In 1900 he formed his own company, the Hampden Automobile and Launch Company. A year later he contracted to design and build automobiles under the name Stevens-Duryea for the Stevens Arms and Tool Company of Chicopee, Massachussets.
This operation was separated from the parent company in 1904 and became the Stevens-Duryea Motor Car Company. One of the luxury cars of its day, the Stevens-Duryea had a four-cylinder engine in 1903 and a six-cylinder motor after 1906; prices ranged from $2, 500 to $6, 500. It was a profitable line, but in 1915 Duryea, with unusual prescience, saw that the moving assembly line had doomed the small-scale, luxury-car producer.

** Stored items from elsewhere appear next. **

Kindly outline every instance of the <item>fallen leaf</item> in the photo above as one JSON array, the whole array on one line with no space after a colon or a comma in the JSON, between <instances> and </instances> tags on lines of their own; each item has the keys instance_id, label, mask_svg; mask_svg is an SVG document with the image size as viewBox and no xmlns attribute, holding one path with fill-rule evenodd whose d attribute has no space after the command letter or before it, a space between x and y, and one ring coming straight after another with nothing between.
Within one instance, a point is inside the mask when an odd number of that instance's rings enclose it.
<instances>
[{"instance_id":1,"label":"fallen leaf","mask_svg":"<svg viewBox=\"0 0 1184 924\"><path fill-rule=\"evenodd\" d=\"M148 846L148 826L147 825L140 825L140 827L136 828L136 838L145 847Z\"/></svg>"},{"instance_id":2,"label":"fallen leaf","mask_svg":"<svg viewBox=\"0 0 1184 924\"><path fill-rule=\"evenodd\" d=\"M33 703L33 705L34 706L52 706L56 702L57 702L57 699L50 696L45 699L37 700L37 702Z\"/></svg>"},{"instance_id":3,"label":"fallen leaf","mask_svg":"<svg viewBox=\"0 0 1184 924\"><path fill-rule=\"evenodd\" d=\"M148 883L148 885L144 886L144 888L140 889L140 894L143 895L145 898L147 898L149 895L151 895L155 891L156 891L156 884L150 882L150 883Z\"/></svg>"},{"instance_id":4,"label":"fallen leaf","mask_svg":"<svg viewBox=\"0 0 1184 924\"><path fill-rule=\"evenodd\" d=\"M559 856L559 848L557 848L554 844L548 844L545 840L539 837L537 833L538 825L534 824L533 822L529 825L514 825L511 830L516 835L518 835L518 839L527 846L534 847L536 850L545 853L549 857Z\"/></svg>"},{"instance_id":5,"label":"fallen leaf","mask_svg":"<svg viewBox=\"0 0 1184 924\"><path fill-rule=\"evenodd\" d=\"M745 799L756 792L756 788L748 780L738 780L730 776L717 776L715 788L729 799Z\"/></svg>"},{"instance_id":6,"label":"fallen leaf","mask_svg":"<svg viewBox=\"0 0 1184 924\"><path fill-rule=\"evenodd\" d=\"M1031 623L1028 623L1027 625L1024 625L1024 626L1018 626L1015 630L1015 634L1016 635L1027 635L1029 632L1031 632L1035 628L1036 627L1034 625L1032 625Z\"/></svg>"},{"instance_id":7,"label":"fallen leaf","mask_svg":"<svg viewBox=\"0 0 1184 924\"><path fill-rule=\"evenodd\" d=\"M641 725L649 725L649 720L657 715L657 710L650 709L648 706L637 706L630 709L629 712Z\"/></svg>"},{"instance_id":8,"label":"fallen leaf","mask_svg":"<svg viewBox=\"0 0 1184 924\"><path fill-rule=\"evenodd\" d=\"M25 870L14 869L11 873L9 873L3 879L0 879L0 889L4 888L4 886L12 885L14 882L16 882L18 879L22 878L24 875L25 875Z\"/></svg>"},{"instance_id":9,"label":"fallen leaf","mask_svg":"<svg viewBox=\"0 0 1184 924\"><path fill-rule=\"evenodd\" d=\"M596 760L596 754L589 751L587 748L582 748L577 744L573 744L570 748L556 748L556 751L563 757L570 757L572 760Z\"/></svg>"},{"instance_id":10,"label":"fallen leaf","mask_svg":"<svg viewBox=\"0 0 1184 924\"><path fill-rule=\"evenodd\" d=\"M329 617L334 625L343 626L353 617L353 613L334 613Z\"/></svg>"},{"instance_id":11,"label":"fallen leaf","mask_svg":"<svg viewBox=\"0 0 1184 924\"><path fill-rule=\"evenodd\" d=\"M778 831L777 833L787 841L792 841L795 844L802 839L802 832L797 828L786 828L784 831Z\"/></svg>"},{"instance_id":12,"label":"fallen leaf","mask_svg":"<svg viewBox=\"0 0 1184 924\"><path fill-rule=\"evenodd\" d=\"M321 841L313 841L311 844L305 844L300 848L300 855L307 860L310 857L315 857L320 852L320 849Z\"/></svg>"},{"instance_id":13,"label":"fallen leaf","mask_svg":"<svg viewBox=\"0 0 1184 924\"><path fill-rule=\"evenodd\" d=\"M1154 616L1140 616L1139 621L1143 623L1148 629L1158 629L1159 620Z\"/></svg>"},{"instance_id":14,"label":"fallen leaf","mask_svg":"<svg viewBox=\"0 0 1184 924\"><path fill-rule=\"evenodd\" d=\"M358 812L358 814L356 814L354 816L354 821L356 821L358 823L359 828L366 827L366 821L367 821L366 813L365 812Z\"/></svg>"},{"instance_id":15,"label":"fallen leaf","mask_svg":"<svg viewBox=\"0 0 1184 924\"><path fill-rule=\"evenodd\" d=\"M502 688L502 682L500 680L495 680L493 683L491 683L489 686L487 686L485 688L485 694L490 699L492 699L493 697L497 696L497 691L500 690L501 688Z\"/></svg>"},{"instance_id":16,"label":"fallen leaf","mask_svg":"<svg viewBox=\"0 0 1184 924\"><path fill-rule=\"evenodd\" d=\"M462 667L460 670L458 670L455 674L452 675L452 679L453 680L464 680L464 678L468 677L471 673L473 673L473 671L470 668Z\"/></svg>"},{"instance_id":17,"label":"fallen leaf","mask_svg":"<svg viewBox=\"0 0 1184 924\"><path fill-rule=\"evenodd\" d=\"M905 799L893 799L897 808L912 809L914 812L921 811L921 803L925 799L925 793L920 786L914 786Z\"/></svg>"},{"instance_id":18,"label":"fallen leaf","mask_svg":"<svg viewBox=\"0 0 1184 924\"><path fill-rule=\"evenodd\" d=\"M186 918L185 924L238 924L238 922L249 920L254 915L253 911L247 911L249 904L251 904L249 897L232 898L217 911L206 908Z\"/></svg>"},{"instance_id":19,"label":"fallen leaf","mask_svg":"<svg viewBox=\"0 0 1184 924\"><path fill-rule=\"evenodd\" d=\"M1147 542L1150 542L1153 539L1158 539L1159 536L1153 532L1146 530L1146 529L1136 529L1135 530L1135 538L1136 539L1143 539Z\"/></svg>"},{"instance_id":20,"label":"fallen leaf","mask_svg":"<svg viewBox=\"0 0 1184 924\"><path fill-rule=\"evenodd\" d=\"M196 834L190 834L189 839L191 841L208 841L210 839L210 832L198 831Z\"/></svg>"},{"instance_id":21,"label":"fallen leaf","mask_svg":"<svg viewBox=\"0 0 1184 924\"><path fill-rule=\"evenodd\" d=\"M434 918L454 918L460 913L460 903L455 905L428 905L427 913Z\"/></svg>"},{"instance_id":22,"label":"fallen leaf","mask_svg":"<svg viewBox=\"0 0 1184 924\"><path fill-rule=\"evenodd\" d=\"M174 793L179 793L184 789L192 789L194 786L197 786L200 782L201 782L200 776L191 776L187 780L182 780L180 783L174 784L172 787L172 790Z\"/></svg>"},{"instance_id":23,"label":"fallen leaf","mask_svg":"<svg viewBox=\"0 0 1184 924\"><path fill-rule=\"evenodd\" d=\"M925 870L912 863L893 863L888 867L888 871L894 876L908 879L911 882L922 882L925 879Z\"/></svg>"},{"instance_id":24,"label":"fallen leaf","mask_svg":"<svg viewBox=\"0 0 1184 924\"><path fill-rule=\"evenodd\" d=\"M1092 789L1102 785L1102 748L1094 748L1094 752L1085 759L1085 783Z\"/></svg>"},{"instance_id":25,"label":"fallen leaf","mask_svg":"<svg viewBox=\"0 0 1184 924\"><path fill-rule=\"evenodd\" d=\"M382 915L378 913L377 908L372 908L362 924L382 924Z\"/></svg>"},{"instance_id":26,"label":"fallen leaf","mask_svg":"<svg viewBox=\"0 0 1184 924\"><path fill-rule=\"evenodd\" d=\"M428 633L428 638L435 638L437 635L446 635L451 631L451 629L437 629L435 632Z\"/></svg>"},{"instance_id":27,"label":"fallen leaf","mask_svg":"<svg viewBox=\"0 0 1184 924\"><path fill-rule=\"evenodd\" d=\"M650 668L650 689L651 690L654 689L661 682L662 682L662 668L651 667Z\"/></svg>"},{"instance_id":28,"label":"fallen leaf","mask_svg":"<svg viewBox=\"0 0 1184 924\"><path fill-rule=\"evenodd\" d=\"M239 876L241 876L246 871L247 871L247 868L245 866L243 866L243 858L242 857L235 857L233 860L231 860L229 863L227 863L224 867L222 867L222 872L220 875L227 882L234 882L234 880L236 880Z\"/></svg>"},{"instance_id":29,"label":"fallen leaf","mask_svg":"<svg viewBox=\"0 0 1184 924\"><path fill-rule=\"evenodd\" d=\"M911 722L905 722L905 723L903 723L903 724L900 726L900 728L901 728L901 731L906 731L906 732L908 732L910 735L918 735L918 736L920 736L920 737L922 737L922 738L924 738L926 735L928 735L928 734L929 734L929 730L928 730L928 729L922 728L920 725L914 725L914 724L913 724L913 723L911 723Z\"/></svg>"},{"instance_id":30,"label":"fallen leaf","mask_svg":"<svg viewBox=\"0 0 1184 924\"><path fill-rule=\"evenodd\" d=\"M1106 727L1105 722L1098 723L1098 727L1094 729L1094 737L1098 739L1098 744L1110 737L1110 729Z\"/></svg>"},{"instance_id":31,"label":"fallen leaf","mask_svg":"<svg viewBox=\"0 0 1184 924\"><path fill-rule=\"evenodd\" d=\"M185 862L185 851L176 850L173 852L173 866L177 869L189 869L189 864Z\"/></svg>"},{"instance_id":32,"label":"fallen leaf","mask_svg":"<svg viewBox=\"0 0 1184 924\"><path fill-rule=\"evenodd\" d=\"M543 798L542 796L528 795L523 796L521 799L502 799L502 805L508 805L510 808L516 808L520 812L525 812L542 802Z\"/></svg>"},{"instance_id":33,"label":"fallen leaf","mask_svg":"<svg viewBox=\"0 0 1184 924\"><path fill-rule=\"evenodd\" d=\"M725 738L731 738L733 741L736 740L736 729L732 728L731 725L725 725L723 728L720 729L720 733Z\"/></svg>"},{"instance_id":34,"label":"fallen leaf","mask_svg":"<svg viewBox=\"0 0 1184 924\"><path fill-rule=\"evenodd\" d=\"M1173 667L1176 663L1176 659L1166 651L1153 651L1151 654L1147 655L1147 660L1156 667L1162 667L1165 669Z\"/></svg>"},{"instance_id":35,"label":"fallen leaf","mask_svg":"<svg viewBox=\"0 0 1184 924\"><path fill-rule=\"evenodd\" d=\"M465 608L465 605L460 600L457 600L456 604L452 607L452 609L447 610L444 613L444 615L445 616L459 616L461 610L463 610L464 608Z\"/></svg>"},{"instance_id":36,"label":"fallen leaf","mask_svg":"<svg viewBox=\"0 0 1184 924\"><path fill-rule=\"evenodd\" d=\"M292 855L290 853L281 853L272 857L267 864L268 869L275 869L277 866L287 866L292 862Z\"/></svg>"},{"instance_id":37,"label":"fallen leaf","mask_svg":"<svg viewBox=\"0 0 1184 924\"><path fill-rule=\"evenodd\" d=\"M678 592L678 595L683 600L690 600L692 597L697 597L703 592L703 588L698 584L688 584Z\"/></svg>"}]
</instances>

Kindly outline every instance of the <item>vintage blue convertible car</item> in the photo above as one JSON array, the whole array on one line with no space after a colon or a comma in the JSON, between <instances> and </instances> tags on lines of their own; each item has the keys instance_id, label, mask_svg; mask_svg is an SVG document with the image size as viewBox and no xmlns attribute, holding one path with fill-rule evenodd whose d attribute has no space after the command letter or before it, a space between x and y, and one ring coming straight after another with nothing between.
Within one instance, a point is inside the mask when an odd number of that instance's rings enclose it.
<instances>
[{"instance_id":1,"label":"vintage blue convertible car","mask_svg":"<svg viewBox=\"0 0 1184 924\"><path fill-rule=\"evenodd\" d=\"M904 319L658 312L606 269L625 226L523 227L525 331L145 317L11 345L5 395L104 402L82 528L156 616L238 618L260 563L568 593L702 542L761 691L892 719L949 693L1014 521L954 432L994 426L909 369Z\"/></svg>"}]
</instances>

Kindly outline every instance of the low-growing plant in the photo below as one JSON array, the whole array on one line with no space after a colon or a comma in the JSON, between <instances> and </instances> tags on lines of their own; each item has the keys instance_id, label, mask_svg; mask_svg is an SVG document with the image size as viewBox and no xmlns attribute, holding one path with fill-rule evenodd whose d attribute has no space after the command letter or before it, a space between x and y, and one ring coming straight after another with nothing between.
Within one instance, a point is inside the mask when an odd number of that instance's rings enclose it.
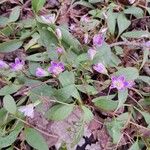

He was also in poor health, so when he received a good offer from Westinghouse for his factories in Chicopee Falls and Springfield, he accepted. Westinghouse subsequently used the plants for military production. Duryea's retirement lasted for fifty-two years.
He resided in Greenwich, Connecticut, until 1938 and then in Madison, Connecticut, where he died. In 1945 he received a testimonial from the American Automobile Association, signed by Captain E. V. Rickenbacker, chairman of the board, stating that he had won America's first race in a car of his own design and construction.
Duryea was married twice (names of spouses unknown) and had one child.